First Addison X-Ray?
Introduced by Charles Douglas Wehner

According to 19th century records, Addison`s disease is ALWAYS due to TB. However, modern commentators keep speaking of "Autoimmune" - a condition known in dogs. One medical dictionary even cites the baldness of the kidneys as evidence of autoimmune disease - the adrenals having vanished COMPLETELY.

It seems to have escaped their notice that the kidneys, even of the healthy, are ALWAYS bald. Wilks, in the footnote to page 25, states: "I might also remind readers (although I should hesitate to do so were it not absolutely necessary) that the supra-renal capsules are not attached to the kidney..." so that doctors are forever being deceived by their own incomplete knowledge.

The finding at AUTOPSY will always be APLASIA. That means that if it was tuberculosis, the bacilli will have EATEN UP the tissue. Similarly, if it is autoimmune, antibodies will have caused the T-cells to EAT UP the tissue. There is always DEBRIS of some kind - never complete baldness.

Steroids, however, will SHRINK the cells WITHOUT destroying them - so steroids lead to ATROPHY. There will be no debris.

The "BALD KIDNEY" story is adequately explained by Wilks, who says that the adrenal glands were left behind in the body when the kidneys were tugged out.
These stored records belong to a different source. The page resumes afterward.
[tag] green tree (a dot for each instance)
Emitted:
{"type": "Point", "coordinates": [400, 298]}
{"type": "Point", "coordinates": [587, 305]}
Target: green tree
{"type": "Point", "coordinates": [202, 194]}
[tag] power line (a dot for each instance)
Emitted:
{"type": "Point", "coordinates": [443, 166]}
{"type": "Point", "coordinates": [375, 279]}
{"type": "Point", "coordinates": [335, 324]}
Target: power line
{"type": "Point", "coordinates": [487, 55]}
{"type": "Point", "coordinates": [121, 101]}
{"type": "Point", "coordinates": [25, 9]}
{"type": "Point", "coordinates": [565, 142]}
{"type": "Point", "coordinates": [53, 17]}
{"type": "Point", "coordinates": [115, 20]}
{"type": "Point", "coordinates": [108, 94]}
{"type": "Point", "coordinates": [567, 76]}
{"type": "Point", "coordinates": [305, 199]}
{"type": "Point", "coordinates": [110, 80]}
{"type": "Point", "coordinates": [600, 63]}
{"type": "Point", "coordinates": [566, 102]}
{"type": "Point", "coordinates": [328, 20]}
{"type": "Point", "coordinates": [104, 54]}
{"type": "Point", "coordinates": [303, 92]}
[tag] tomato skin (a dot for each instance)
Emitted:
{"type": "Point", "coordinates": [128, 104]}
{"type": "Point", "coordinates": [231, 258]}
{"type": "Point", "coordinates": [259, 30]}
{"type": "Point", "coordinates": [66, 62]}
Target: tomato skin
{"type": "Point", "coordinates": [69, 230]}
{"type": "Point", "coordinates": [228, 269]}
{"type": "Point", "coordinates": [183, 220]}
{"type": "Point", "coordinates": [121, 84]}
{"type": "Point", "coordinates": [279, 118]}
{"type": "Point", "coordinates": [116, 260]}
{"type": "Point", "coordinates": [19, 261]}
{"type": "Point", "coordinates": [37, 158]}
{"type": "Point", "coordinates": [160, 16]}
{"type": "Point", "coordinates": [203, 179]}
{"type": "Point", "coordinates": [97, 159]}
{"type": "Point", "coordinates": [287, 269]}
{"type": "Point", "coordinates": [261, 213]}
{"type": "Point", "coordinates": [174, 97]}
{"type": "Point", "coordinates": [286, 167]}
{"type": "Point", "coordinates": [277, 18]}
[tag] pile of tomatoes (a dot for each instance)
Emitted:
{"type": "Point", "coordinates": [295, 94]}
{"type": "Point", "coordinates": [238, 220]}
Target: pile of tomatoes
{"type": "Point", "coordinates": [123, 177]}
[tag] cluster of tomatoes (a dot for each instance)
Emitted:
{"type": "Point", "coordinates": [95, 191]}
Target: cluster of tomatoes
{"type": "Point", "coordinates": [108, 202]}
Greenhow cites 128 uncomplicated cases, with 57 cases complicated by TB. Tuberculosis in Europe always originated from tuberculosis in cows. The humans drank the milk, and "carried" the disease, often without being affected. However, often the bacteria would form a colony in the bones, and often in the lungs. When a lung-TB victim coughed, he might spread the condition. The processing of milk, and the treatment of the sick, led to the progressive disappearance of TB in Europe from the nineteen-sixties onward.

Greenhow states that sometimes, when there is a tear in the tissue near to the adrenals, Addison`s disease may follow. Today, we would say that because the adrenals are poisonous to germs - due to their steroids - they require the tuberculosis germs to mutate until they have adapted to the environmental niche. A small colony NEAR TO the adrenals would be the ideal agency by which germs may be mutated and "streamed" towards the adrenals until a new mutant takes hold. Such a mutant would then flow from the one adrenal to the other - where it would find a matching environmental niche.
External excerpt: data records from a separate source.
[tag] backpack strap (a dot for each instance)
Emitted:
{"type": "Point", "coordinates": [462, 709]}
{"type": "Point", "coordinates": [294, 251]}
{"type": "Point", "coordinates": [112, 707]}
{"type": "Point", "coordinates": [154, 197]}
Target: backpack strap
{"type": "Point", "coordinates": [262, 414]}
This, then, is the mechanism of the UNCOMPLICATED cases. In those COMPLICATED by TB, it is not just a small colony near one adrenal gland that starts the process, but an active infection in the bones or lungs. Complicated cases are only complicated in the sense that it is harder to decide WHAT KILLED THE PATIENT - Addison`s disease worsened by TB or TB worsened by Addison`s disease.

There is just one other common cause of Addison`s disease - which is itself rare. That is the cytomegalovirus in AIDS sufferers. APLASIA would again be the autopsy finding. Evidence of fungal forms of Addison`s disease has never been found by the author, despite his extensive search. All things are possible - but there seem to be no reliable academic PROOFS of this.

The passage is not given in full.